In other embodiments, systems and methods in accordance with the invention may be used to provide resource provisioning and/or optimization. For example, the framework 300 may be used to collect information about resource utilization of particular processes or jobs (e.g., how much memory, CPU time, network bandwidth, data, etc. was used by a particular process or job). This may be helpful with resource planning and provisioning when jobs or processes are rerun. It may also be helpful to optimize resource usage, such as by prefetching data, that may help the job or process to run faster and more efficiently in the future. Resource utilization is typically transient information that can be captured with the event-driven approach described herein. Stated otherwise, the event-driven approach disclosed herein enables capturing of transient provenance data.
In yet other embodiments, systems and methods in accordance with the invention may be used to provide a fine-grained billing system. The detailed digital provenance collected may enable more accurate and detailed tracking of resource usage for particular jobs and/or processes. This, in turn, may be used to determine the cost of running a particular job or process. This enables more fine-grained billing (and evidence supporting the billing) for resources utilized by a job or process.
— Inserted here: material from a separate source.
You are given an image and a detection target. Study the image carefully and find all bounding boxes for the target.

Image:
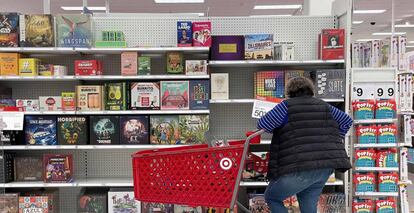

The flowcharts and block diagrams in the Figures illustrate the architecture, functionality, and operation of possible implementations of systems, methods, and computer program products according to various embodiments of the present invention. In this regard, each block in the flowcharts or block diagrams may represent a module, segment, or portion of code, which comprises one or more executable instructions for implementing the specified logical function(s). It should also be noted that, in some alternative implementations, the functions noted in the block may occur out of the order noted in the Figures. For example, two blocks shown in succession may, in fact, be executed substantially concurrently, or the blocks may sometimes be executed in the reverse order, depending upon the functionality involved. Other implementations may not require all of the disclosed steps to achieve the desired functionality. It will also be noted that each block of the block diagrams and/or flowchart illustrations, and combinations of blocks in the block diagrams and/or flowchart illustrations, may be implemented by special purpose hardware-based systems that perform the specified functions or acts, or combinations of special purpose hardware and computer instructions.